Posted by c2g 6 (My Page) on
Mon, Mar 18, 13 at 14:21

Always hesitant to prune, especially because I'm not experienced with it. A landscape architect was at my property recently discussing another matter when he noticed my white oak. He suggested taking off two branches so I don't end up with codominant leaders. The only problem is I don't remember which two.

Figured I'd run it by the experts here to get a second opinion. Although I tend to leave things grow as they please, I'd like to tackle this now if it's something obvious.

Here's the link


Here is a link that might be useful: white oak

Follow-Up Postings:

RE: another pruning question

its very hard to understand .... from your pix.. which is the straighter.. in ALL PLANES OF VIEW ....

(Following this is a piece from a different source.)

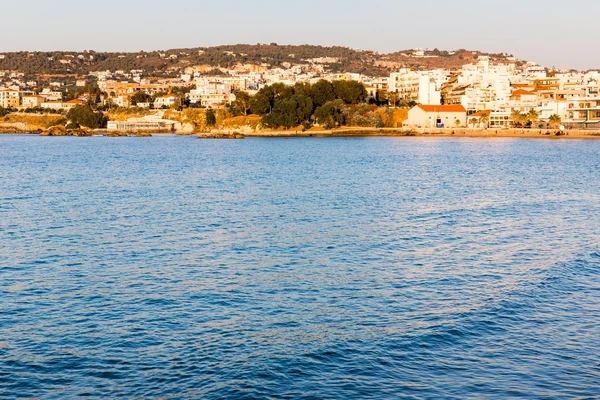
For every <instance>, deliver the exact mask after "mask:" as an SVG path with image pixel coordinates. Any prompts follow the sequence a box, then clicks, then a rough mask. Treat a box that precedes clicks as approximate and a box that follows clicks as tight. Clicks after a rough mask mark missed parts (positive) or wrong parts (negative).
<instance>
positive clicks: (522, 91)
mask: <svg viewBox="0 0 600 400" xmlns="http://www.w3.org/2000/svg"><path fill="white" fill-rule="evenodd" d="M512 95H513V96H535V95H536V94H535V93H533V92H530V91H528V90H524V89H519V90H515V91H514V92H513V94H512Z"/></svg>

i would look at it from the east.. pic one.. from the west.. from the north.. etc.. and simply determine which is the straighter in regard to the lower trunk ..

regardless.. when that trunk is a foot thick.. it wont matter which you choose .....

i do see power lines behind.. now is the time.. to start lifting the canopy .... to get above those ... if they are as close as the pix make it seem ....


RE: another pruning question

Depending on how high that "Y" is I may cut the one that is at more of an angle to the horizontal than the other.

If this "Y" is 15 or more feet from the ground I may not touch it.

If it is 5 to 8 feet, I would probably cut it of.

RE: another pruning question

I'm not sure I'd touch it either. White oaks have a decurrent growth habit, meaning they are of the type of trees that do not develop a single leader (most shade trees are included in this classification). While competing "leaders" is not really an issue, the joints between them can be. The proper terminology is 'codominate trunks'. Not sure I can see clearly enough in the photos to make that kind of determination. Codominate trunks do pose a risk for snow and storm damage and should be addressed at a fairly early age.

Do some research on structural training for decurrent shade trees - it will help you make some accurate pruning decisions.

Here is a link that might be useful: structural training of young shade trees

RE: another pruning question

I agree that oaks generally don't require much in the way of structural corrective pruning. But having said that, it at least looks-from the pics-like there is a tendency for codominant stems there, c2g. However, no need to do complete branch removal. Instead, select the one you wish to be the main leader and shorten up the other one(s) by cutting them back to some outward-facing branchlet. This is called subordination pruning and is the basis for helping open-grown trees to behave more like thier forest brethren for a time, with primarily one main lead stem.

None of this precludes your "raising up" which is simply removing lower branches for clearance, etc. Do this gradually though, a branch or two this year, a branch or two next year. And observe proper pruning methodology-remove most of the weight of the branches to be removed first, then make the final cut right at the outermost point of the swollen area known as the branch collar.